Kiki de Montparnasse: la eterna provocadora
El París de los años veinte
Amante del sexo y el escándalo, Kiki de Montparnasse fue musa de bohemios como André Breton y Man Ray
Nacida en una familia pobre, de adolescente no tenía dinero para maquillaje, así que se pintaba las mejillas con pétalos de geranio y marcaba sus cejas con restos de cerillas quemadas. Alice Prin (1901-53) disfrutaba provocando a los hombres. Su padre, un rico comerciante de la región francesa de la Borgoña, la abandonó al nacer, y su madre, con solo 18 años y sin dinero, tuvo que marchar a París para sobrevivir.
La pequeña Alice se crio con su abuela casi en la indigencia, hasta que, con 12 años, se reunió con su madre en la capital para aprender a leer y escribir. Pero la gran ciudad le descubre algo mucho más seductor: el bullicio de los cafés del barrio de Montparnasse, donde se reúne la bohemia artística.
Feliz sin lujos
Este grupo de pintores de vida caótica, la mayoría llegados del este de Europa e igual de pobres que ella, despiertan la temprana curiosidad de Alice por el sexo. Cuando aún es menor de edad, su madre la sorprende posando desnuda para uno de ellos, y la echa de casa para siempre.
Su pasión por el sexo, que rompía las convenciones morales de los años veinte, enamoró a los artistas de la bohemia francesa
Es el empujón final que convierte a Alice en Kiki de Montparnasse: sobrevive posando a cambio de comida o copas, enseñando los pechos por tres francos y cantando en cabarés temas eróticos. Lejos de causarle vergüenza, para ella supone el momento más feliz de su vida: “Estaba tan llena de alegría que no me afectaba la pobreza. La palabra pena era como hebreo para mí. Simplemente no significaba nada”, dice en sus memorias.
Esta inhibición sexual rompe con todas las convenciones morales de los años veinte y enamora a los habituales de la bohemia. Alexander Calder, Foujita o Pablo Gargallo la retrataron, y fue amante de varios artistas, el más importante de todos, Man Ray.
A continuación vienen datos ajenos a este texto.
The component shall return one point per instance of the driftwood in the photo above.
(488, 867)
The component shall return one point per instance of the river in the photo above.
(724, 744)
Kiki conoció al maestro surrealista durante una pelea de bar. El camarero intentó echarla por no llevar sombrero, algo totalmente fuera de lugar para una dama de bien de la época. Algunas de las mejores fotografías del estadounidense son retratos de Kiki desnuda: “Su cuerpo habría inspirado a cualquier pintor académico”, solía afirmar.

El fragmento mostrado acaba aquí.